If you are reading this you probably already know the deal here. Morrissey is one of the great iconic figures of British post-punk/indie, the former lead singer of The Smiths who first appeared in the 1980s as a kind of reincarnated Oscar Wilde, wearing his hearing aid and waving gladioli around by a disused Manchester railway line. While back then the songs spoke to the frustrated aesthetes and unloved outsiders of the yuppie era, Morrissey has well and truly fallen far out of favour since.

Today he is mostly known for constantly grasping for media attention with a string of offensive and usually racially-tinged statements. For many the final straw came last year when he announced his support for a far right anti-immigration party in the UK. Of course he isn’t the first musician to offend or outrage people, but it feels much worse coming from someone with his background. He knows exactly what he is doing, and appears to enjoy it.

The paradox here is that I Am Not a Dog on a Chain is easily the best thing musically that Morrissey has done in at least a decade. True, it’s not saying much, but veteran American producer Joe Chicarelli has actually managed to coax him away from his usual monochrome sound towards something lusher and far more interesting. Quite a few songs here manage to seriously take off. There are frantic organ solos, wailing backing singers, brass instruments, even scattered electronic beats and various atmospheric effects – all this from the man who once famously called for all synthesisers to be burned in a giant bonfire.
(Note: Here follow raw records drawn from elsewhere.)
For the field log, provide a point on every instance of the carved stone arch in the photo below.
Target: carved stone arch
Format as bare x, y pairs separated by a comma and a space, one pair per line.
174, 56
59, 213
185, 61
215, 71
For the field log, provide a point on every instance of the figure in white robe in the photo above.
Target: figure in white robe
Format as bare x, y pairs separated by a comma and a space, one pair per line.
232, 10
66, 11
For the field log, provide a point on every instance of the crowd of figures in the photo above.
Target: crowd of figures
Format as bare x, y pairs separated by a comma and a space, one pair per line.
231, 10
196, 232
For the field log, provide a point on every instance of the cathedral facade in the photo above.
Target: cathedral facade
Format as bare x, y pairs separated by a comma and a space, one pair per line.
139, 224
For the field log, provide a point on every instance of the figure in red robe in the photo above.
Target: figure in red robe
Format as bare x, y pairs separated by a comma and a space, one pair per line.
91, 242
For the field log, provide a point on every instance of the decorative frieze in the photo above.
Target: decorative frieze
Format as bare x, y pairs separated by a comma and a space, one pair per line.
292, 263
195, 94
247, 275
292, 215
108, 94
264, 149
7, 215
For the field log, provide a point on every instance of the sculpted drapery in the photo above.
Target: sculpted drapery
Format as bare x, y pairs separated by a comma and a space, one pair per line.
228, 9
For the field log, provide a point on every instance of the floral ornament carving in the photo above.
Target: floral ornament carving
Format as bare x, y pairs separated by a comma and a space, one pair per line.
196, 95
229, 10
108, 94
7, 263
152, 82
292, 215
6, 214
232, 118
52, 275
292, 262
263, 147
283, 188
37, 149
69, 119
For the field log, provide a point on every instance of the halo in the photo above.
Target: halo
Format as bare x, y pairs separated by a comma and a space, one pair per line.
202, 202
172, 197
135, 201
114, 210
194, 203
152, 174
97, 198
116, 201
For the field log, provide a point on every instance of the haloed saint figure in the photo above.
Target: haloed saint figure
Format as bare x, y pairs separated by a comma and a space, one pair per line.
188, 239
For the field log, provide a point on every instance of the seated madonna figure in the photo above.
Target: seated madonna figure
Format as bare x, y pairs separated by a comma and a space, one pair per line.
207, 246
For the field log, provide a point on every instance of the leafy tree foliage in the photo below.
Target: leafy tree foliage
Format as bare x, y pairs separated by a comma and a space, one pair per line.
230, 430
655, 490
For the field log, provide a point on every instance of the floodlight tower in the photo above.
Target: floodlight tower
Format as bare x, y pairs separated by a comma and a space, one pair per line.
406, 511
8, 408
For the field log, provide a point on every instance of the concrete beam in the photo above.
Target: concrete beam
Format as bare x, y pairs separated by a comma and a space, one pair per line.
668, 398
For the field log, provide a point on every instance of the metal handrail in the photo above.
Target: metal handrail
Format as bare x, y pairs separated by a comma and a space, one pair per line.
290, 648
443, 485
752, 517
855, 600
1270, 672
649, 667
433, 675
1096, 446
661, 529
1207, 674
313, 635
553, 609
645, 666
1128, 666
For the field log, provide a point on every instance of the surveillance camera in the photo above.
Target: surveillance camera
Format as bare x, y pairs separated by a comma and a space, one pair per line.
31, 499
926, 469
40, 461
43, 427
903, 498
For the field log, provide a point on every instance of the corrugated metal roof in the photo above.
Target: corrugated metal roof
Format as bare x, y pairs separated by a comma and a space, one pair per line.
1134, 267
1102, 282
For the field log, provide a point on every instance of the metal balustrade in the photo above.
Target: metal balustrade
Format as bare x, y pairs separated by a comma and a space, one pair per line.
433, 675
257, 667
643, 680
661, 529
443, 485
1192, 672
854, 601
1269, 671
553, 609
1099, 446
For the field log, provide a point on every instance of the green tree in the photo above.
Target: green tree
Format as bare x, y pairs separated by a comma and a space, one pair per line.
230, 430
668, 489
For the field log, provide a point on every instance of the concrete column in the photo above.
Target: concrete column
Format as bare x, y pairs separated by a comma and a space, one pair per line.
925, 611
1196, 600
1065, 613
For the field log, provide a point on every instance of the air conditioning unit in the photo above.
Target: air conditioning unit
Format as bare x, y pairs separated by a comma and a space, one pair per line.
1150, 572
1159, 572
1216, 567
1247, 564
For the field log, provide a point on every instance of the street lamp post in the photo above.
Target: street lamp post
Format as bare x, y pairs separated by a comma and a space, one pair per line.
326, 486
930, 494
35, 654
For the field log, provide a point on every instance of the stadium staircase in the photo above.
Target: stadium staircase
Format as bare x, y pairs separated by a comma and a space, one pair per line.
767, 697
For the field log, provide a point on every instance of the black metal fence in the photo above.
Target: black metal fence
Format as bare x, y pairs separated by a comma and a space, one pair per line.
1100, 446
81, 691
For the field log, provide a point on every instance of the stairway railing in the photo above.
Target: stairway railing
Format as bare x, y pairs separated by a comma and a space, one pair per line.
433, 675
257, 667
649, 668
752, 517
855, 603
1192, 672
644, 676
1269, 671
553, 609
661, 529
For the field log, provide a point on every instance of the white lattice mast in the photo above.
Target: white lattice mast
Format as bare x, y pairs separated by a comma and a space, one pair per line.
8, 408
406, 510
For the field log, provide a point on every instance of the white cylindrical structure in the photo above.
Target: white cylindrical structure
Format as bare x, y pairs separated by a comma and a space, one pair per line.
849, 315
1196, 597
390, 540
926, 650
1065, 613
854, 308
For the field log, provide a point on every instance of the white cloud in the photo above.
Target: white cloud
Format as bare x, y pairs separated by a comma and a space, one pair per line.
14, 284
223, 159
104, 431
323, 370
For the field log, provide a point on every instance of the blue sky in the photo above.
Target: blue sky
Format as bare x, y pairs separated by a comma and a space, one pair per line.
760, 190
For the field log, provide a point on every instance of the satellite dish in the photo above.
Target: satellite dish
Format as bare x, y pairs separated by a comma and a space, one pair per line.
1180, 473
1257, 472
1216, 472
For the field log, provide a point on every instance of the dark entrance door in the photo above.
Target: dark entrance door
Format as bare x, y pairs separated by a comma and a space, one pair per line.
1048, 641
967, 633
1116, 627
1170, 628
The problem here is that the lyrics are shot through with a vicious, embittered nastiness which weighs each song down. Opening song Jim Jim Falls encourages a suicidal person to “just kill yourself and just get on with it.”  It is meant to be funny, but it falls totally flat. Another song mocks a gay man afraid to come out of the closet while The Truth about Ruth appears to taunt a transgender person about their past. All this from a guy who spent decades declaring himself to be “celibate” while riddling his work with subtle coded messages about his sexuality to the gay community. “Toughen up and sort yourself out” – this is the message coming from Morrissey in 2020, former champion of the dispossessed and disenfranchised.

A couple of months back Nick Cave made a pretty eloquent case that where possible we should always try to separate the art from the artist, but the problem when it comes to “pop music” is that the two are pretty much enmeshed. The persona of the artist is very much part of the deal. The music can never totally stand alone. The tragedy here is that Dog on a Chain could almost be a worthy comeback, but it’s just too riddled with the flaws of its creator.  Time and time again here a decent melody is ruined when you suddenly figure out what he is actually singing about.
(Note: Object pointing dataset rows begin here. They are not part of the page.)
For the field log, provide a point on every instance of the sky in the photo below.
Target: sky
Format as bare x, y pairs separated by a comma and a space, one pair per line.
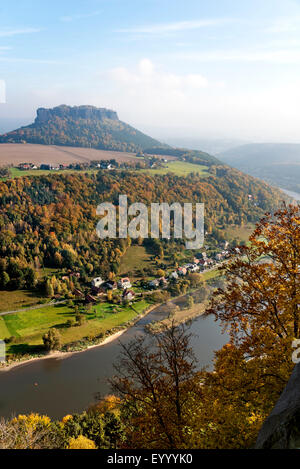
172, 68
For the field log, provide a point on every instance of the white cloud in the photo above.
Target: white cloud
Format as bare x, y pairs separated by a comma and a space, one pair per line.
16, 32
146, 80
174, 26
282, 56
70, 18
284, 25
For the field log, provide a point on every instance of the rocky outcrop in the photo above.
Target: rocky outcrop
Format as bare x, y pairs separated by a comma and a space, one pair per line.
74, 113
281, 430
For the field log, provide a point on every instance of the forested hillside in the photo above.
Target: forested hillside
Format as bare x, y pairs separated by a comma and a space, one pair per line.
49, 221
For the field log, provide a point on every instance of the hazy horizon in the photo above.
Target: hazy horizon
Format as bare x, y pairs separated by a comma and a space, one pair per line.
188, 70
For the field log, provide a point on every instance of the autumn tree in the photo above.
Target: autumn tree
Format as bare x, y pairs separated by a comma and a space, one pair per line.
259, 307
156, 379
52, 340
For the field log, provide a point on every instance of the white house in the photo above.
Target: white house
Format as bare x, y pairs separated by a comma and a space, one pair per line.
124, 283
96, 282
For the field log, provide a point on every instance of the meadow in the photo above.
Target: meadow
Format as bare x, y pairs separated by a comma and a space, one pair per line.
180, 168
28, 327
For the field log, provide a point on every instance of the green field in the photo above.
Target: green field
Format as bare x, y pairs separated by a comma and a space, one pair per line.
136, 257
240, 232
28, 327
15, 172
181, 168
17, 299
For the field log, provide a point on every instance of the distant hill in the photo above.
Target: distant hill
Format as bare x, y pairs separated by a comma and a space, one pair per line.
276, 163
209, 145
98, 128
81, 126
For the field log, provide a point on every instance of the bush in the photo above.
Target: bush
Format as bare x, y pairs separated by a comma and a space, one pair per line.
81, 442
52, 340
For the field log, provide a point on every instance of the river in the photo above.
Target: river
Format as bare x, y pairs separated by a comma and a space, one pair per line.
57, 387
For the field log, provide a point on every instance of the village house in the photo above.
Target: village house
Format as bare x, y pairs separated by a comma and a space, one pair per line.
90, 299
124, 283
128, 295
173, 275
193, 268
78, 293
154, 283
96, 282
163, 282
182, 270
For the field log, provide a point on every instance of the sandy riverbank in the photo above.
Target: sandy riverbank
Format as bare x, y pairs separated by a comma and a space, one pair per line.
61, 355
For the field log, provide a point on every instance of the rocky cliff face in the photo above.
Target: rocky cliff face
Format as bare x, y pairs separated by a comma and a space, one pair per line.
74, 113
281, 430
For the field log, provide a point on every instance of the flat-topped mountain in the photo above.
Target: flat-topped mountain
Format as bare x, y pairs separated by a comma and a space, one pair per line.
81, 126
75, 112
98, 128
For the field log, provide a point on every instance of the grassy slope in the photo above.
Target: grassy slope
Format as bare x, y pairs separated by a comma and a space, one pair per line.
136, 257
181, 168
29, 326
14, 300
15, 172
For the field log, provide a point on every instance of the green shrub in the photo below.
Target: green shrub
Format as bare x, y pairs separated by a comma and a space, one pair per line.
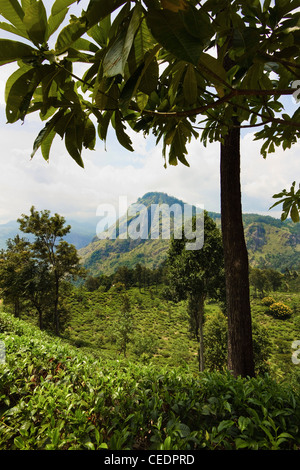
267, 301
280, 310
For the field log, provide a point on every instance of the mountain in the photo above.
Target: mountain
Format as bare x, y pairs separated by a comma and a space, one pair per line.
81, 234
270, 242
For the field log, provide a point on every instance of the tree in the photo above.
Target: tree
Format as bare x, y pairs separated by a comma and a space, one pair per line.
12, 272
197, 274
55, 258
171, 68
“Now I know how Joan of Arc felt” sang Morrissey in 1986, but that was obviously funny and self-mocking. Now he really means it. It is true that lots of great artists have a wilderness period, but Morrissey’s 2020 public persona is just too unpleasant to overlook. Terrible people can make great art, sure, but this is usually when the art somehow transcends or redeems whatever it is that makes them terrible, rather than just amplifies it. When what you actually have to say is so ugly, what is the point? What a waste of wit and talent and time. Even Oscar Wilde lying silently in his grave would probably agree with that.